The company has secured 23 acres of land for potentially more construction near the already massive existing Google data center campus in The Dalles, Oregon. Google is exploring the possibility of building a new data center on the land at the Port of The Dalles, according to a report by OregonLive published Monday evening.

Like other internet and cloud services giants, Google never stops expanding data center capacity. The most recent Google data center expansion projects include construction on the site of a shuttered coal power plant in Alabama, a $300-million build in the Atlanta metro, a $380-million data center in Singapore, and a $66-million project in Taiwan.

Google’s Oregon plans at the moment seem vague. Darcy Nothnagle, the company’s head of external affairs for the western region, told the news service the team was “excited about exploring the possibility of expanding our operations.”

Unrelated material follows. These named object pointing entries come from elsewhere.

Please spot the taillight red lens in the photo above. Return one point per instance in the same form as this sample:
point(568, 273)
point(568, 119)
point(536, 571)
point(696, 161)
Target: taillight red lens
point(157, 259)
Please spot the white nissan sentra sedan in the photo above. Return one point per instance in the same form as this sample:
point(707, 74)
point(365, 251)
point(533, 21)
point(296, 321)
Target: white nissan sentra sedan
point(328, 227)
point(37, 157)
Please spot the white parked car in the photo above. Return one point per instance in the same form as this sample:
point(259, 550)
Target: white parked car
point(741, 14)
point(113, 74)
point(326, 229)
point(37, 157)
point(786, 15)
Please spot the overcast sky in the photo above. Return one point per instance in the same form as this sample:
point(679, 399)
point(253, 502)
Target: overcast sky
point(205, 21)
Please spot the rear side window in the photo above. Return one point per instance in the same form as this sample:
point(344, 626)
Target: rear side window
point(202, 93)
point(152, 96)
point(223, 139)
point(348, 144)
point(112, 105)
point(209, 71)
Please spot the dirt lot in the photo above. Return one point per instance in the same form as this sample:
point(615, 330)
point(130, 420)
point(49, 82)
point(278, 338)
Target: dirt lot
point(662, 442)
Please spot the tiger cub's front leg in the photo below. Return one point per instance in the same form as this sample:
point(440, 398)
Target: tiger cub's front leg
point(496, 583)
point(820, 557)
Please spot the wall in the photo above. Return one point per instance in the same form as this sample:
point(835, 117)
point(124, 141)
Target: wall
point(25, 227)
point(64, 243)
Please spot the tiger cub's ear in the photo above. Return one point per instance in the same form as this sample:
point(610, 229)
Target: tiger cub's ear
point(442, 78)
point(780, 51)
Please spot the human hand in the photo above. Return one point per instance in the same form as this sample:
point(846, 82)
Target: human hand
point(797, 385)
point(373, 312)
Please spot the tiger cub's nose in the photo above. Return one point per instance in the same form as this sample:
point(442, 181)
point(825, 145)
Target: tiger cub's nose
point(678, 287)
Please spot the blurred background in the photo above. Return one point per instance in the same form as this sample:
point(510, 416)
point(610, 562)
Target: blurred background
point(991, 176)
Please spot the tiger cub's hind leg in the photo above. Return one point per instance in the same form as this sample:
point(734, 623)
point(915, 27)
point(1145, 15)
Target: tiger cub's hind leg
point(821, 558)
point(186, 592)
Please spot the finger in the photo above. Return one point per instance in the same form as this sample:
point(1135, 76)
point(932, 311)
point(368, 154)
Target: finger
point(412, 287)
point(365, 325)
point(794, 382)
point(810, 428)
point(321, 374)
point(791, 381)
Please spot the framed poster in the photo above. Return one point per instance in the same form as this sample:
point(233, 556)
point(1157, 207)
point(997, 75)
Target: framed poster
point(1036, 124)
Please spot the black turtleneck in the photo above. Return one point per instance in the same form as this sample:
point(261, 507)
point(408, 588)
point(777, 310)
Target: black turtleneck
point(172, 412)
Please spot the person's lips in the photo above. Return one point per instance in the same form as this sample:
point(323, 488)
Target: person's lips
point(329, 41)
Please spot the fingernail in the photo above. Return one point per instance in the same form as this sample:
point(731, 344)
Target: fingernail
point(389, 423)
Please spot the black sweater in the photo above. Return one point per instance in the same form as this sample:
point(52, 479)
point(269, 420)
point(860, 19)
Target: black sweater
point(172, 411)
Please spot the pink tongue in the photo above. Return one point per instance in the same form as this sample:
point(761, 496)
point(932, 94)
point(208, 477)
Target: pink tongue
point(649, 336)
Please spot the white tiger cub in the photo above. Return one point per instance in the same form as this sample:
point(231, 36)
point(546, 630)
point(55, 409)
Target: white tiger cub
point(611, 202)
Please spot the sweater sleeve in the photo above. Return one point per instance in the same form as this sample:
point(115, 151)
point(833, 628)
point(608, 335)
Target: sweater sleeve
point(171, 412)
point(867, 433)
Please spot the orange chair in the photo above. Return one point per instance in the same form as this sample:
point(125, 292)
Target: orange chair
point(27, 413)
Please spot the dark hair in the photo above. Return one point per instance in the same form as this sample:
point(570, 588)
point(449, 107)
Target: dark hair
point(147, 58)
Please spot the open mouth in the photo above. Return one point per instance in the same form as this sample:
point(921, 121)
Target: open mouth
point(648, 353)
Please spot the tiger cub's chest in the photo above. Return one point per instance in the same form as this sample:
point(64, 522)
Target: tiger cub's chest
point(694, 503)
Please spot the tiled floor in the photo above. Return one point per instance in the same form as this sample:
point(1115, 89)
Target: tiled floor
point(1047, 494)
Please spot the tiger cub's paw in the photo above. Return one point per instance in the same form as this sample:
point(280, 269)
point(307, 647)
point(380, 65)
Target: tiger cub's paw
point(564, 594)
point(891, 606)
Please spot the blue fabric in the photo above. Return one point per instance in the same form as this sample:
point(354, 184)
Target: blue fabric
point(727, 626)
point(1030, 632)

The Google data center in the city is the first the company designed and built for itself in 2006, when it switched from leasing data center space to building its own. It invested $1.2 billion in the first facility there, and this April formally launched a second one, estimated to have cost about $600 million.

The company enjoys state and local support for its construction projects there in the form of tax breaks. If it comes to fruition, the project at the port will be exempt from local property taxes, according to OregonLive.

But those tax breaks aren’t free. If Google decides to build another data center, it will have to pay $1.7 million to the city and county initially, and then $1 million more per year.

Google has a standing tax agreement with local authorities to pay $1.2 million in 2013 plus $800,000 per year starting in 2016. The money goes to the city, the county, and the county school district.